Optimización del vector vacunal MVA tras la deleción del gen viral para la proteína IL-18bp.

FALIVENE, J.; RODRIGUEZ, A.M.; DEL MÉDICO ZAJAC, M.P.; PASCUTTI, M.F.; MAETO, C.A.; CALAMANTE, G. Y GHERARDI, M.M

CABA

Congreso; X Congreso Argentino de Virología,; 2011

El virus Vaccinia Ankara Modificado (MVA) es una cepa atenuada del virus Vaccinia (VV) que se utiliza en ensayos pre-clínicos y clínicos contra múltiples enfermedades infecciosas como HIV/SIDA, malaria y tuberculosis. A pesar de haber sufrido seis grandes deleciones durante el proceso de atenuación, MVA aún posee genes virales involucrados en la evasión del sistema immune del huésped, posibilitando incrementar su potencial como vector vacunal mediante la deleción de algunos de ellos. Entre estas secuencias conservadas en MVA se encuentra el gen C12L que codifica para una proteína soluble de unión a IL-18 (IL-18bp), capaz de inhibir su acción biológica. IL-18 es muy importante en la inmunidad antiviral por su capacidad de promover la secreción de distintas citoquinas y quimioquinas y activar a células NK y T citotóxicas. El objetivo de este trabajo consistió en evaluar los efectos de la deleción de este gen C12L del genoma de MVA, para lo cual se generó un virus carente de este gen (MVAΔIL-18bp). En primer lugar, se corroboró la ausencia del ADN correspondiente y mediante un ensayo biológico in vitro se verificó, por primera vez en MVA, la pérdida de actividad biológica asociada a la deleción de C12L. Posteriormente se evaluó in vivo la magnitud y calidad de la respuesta celular específica, contra antígenos del propio vector en las fases aguda y de memoria, mediante inmunizaciones simples por ruta sistémica.

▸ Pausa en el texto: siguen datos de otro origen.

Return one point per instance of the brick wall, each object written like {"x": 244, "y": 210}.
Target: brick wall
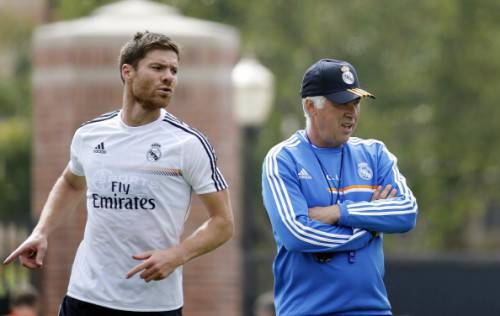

Se demostró, en las cepas murinas Balb/c y C57Bl/6, que tanto la magnitud como la calidad de la respuesta celular específica se incrementan luego de la inmunización con el vector delecionado, siendo mayor la cantidad de células TCD8+ y TCD4+ productoras de IFN-gamma IL-2 y con actividad citotóxica. Finalmente se demostró la existencia de un correlato entre el aumento en la magnitud de la respuesta celular de memoria conferida por MVAΔIL-18bp y el nivel de protección frente a un desafío intranasal con la cepa replicativa WR. Por último se demuestra que el vector resulta efectivo para incrementar la respuesta frente a antígenos de HIV-1 (NefB/F) al ser aplicado en esquemas de inmunización de ADN prime/MVA boost. Estos resultados demuestran que IL-18bp contribuye a la evasión de la respuesta inmune durante la infección con MVA, dado que su deleción del genoma viral potenció la inmunogenicidad de MVA observada frente a antígenos del propio vector y más importante aún contra antígenos deHIV.